Sun, December 16, 10:00 to 11:30am, Seaport Hotel & World Trade Center, Harborview 1 Ballroom

Abstract

During the 1940s and 50s in Cairo, the Arabic-language Karaite newspaper al-Kalīm revealed a Karaite community deeply divided over the question of marriage. Published by a reform-minded youth group, the Young Men’s Karaite Israelite Association (Jamʿiyyat al-Shubbān al-Isrāʾīliyyīn al-Qarrāʾīn), al-Kalīm serves as an important barometer for understanding changing discourses about gender relations amongst Karaite Jews in mid-century Egypt.
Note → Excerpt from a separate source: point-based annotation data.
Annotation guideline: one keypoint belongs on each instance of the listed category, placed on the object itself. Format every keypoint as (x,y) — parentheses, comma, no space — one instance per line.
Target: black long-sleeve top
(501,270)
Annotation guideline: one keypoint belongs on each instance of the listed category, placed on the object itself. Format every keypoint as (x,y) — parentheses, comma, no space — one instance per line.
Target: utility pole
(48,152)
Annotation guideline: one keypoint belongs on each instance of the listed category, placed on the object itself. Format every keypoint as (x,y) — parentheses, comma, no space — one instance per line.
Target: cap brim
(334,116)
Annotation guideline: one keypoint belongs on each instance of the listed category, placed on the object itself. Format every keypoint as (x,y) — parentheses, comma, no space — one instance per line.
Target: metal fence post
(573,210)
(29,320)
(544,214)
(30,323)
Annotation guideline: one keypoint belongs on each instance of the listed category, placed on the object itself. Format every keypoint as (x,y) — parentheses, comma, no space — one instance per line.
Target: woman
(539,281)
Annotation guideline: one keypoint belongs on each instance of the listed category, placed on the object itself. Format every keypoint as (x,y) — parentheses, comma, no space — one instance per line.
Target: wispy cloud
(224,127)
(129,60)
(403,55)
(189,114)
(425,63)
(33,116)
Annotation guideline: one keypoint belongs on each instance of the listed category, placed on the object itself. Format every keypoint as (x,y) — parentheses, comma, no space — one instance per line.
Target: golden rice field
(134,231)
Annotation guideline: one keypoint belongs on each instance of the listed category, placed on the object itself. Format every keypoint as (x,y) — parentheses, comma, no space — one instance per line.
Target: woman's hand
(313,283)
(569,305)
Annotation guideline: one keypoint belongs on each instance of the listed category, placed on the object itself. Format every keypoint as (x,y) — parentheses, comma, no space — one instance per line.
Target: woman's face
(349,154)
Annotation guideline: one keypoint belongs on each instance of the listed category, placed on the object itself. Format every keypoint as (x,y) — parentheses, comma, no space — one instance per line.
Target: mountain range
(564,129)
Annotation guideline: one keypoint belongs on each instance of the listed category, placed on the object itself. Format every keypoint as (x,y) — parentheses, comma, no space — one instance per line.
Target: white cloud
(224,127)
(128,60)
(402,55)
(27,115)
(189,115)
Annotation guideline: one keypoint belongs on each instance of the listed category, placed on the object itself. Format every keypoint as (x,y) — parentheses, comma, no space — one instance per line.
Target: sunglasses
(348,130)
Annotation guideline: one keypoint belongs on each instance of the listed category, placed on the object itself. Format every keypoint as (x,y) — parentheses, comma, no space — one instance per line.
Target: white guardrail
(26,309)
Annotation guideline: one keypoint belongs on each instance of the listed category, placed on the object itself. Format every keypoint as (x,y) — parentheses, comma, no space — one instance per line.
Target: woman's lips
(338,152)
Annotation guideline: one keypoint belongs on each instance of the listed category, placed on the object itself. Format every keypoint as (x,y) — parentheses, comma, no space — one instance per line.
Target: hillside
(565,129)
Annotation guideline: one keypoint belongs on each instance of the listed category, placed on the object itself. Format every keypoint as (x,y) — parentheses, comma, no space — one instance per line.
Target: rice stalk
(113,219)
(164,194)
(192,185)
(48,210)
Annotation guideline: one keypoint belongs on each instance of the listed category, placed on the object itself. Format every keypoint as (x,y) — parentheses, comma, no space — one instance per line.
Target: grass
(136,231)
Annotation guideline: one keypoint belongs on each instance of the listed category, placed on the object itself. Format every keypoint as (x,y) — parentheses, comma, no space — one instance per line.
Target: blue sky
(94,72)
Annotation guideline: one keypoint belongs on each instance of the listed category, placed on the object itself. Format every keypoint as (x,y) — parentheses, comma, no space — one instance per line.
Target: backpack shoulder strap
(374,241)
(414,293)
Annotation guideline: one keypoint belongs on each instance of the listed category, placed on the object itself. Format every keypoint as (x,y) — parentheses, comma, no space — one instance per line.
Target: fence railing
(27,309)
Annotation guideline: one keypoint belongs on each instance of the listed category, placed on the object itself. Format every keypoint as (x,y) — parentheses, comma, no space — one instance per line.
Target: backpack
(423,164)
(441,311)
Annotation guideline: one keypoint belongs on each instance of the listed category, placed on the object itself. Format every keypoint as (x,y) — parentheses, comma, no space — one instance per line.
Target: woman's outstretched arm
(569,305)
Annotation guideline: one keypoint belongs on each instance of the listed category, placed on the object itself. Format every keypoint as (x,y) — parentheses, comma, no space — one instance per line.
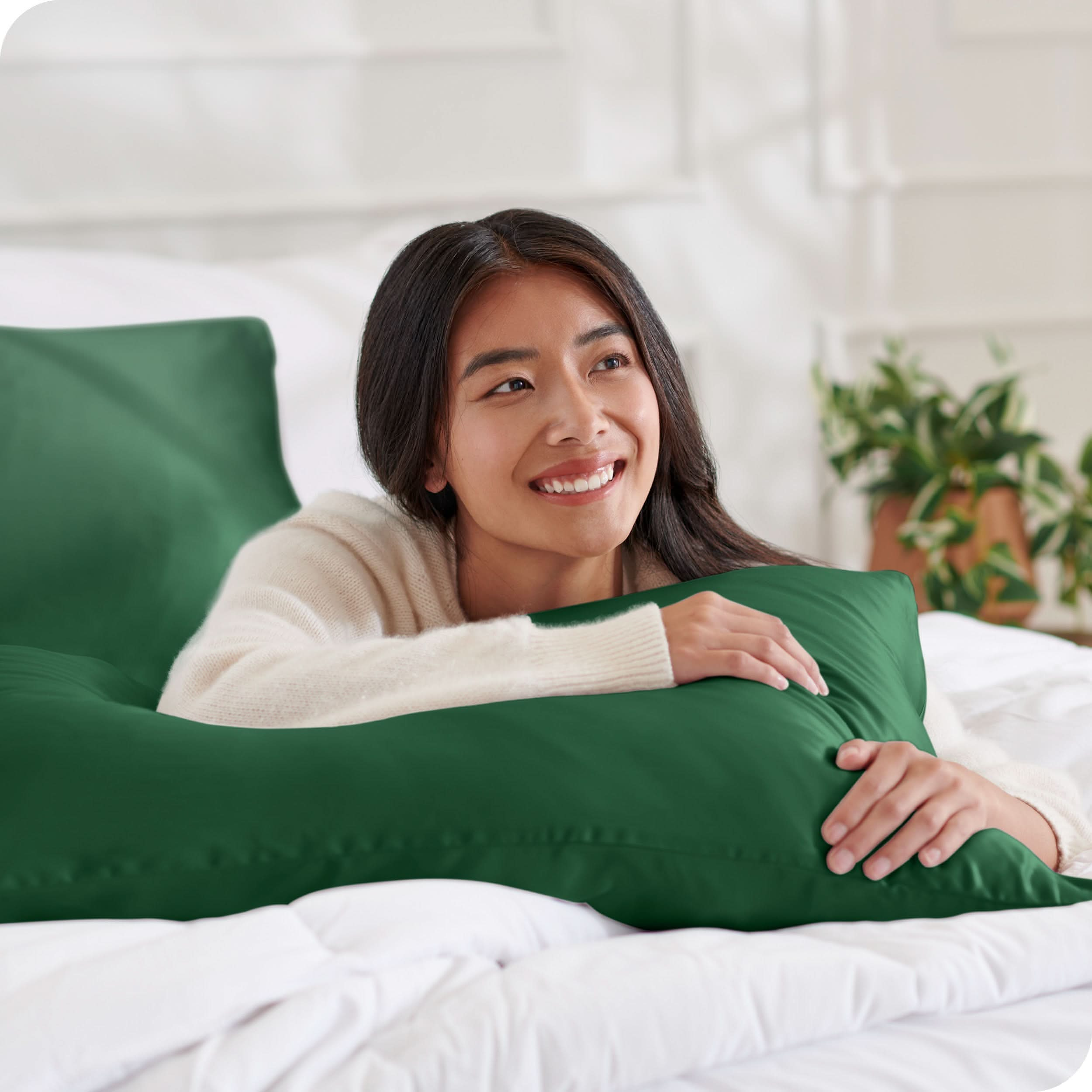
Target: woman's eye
(623,363)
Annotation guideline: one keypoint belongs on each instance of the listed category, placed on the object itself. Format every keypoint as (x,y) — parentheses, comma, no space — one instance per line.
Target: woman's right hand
(710,635)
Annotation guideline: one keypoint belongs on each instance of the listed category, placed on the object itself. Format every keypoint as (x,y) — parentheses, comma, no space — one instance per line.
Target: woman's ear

In the pages of al-Kalīm, debates about marriage centred around the dowry (dōṭa) system in particular. As I argue in this paper, Young Karaite Jews used these debates to establish new modes of interaction between the genders, debate changing ideals of wifehood and masculinity, and set out their vision for their community’s future—much as like-minded non-Jewish Egyptian commentators had done in preceding decades. As Hanan Kholoussy has shown, discourses about marriage, divorce, and bachelorhood had served as a prime forum for Egyptians to express anxieties over the well-being of the nation amidst the upheavals of the first three decades of the twentieth century (For Better, For Worse, 2010). In the Karaite case, I argue that the concern over marriage reflected anxieties specific to their community, whose position within Egyptian society was by this time becoming increasingly precarious. Nevertheless, the vocabulary used to articulate these anxieties also reveals that Karaites consumed and adapted nation-wide discourses regarding cultural and social change. Moreover, it reveals that Karaite youth continued to envision a future in Egypt for their community—provided it was willing to reform outdated marriage practices and embrace new modes of sociability between the genders—despite the worsening circumstances. This study of discourses surrounding marriage and gender not only contributes to our historical knowledge of Jewish social life in Egypt, but offers a corrective to top-down frameworks which begin by questioning the national, political, and cultural affiliations of Middle Eastern Jews rather than by attending closely to contemporary sources.